Fortunately, most good style practices can be automatically enforced using Eclipse. From Preferences, choose Java -> Editor -> Save Actions and check the Format source code box under the Perform the selected actions on save option.

Additionally, you’ll need to make good design choices for this assignment. We won’t be too strict, but some things to look out for are:

• Declaring variables only in the scopes where they’re needed and avoiding the creation of unnecessary fields
• Fields should be set to private with access moderated by getter and setter methods
• Classes should have clear responsibilities and no one class should represent multiple entities of a system.
• Closing File Streams after using them

Style and design scoring will consist of 10% of the assignment grade.

# Specifications

Access the starter files here.

## Accepting a File for Spell Checking

### Inputting Dictionary

When the program starts, prompt the user to enter a filename that refers to the dictionary that will be used for spellchecking.

If the provided filename references a file that does indeed exist, then print a message that you’ll use that dictionary. If the file doesn’t exist, or there is some error in opening it, then you should repeatedly prompt the user to provide a new filename until they provide one that can be successfully opened.

Consider the following example output to see how your program should behave. Lines starting with >> indicate that the text was entered by the user, not by the program.

Please enter the name of a file to use as a dictionary.
>> missingDict.txt
There was an error in opening that file.
Please enter the name of a file to use as a dictionary.
>> missingDict2.txt
There was an error in opening that file.
Please enter the name of a file to use as a dictionary.
>> validDictionary.txt
Using the dictionary at 'validDictionary.txt'.
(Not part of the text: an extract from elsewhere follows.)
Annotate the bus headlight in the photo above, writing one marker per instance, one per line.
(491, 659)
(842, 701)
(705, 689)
You can inspect the provided file called engDictionary.txt to see what a dictionary will look like. This file represents the English dictionary containing correctly spelled words, one per line. The file that the user provides for spell checking will have each of its words checked against a dictionary that matches this format. Be cautious–we will test your program using files that are not engDictionary.txt. You can assume that if the dictionary file exists, it is correctly formatted.

### Inputting File to Spellcheck

Once you have a valid dictionary file, prompt the user to enter a filename that will be spellchecked.

If the provided filename references a file that does indeed exist, then you should print that you’re going to output the spell checked text in a file called INPUT-FILE-NAME_chk.txt. That is, fileName.txt should have its checked output go in fileName_chk.txt.

If the provided filename does not reference a file that exists, or if there is any other error related to opening the file, repeatedly prompt the user to provide a new filename until they provide one that can be successfully opened.

Consider the following example output to see how your program should behave.

Please enter the name of a file to be spell checked.
>> missingFile.txt
There was an error in opening that file.
Please enter the name of a file to be spell checked.
>> missingFile2.txt
There was an error in opening that file.
Please enter the name of a file to be spell checked.
>> validFile.txt
Spell checking for 'validFile.txt' will be output in 'validFile_chk.txt'.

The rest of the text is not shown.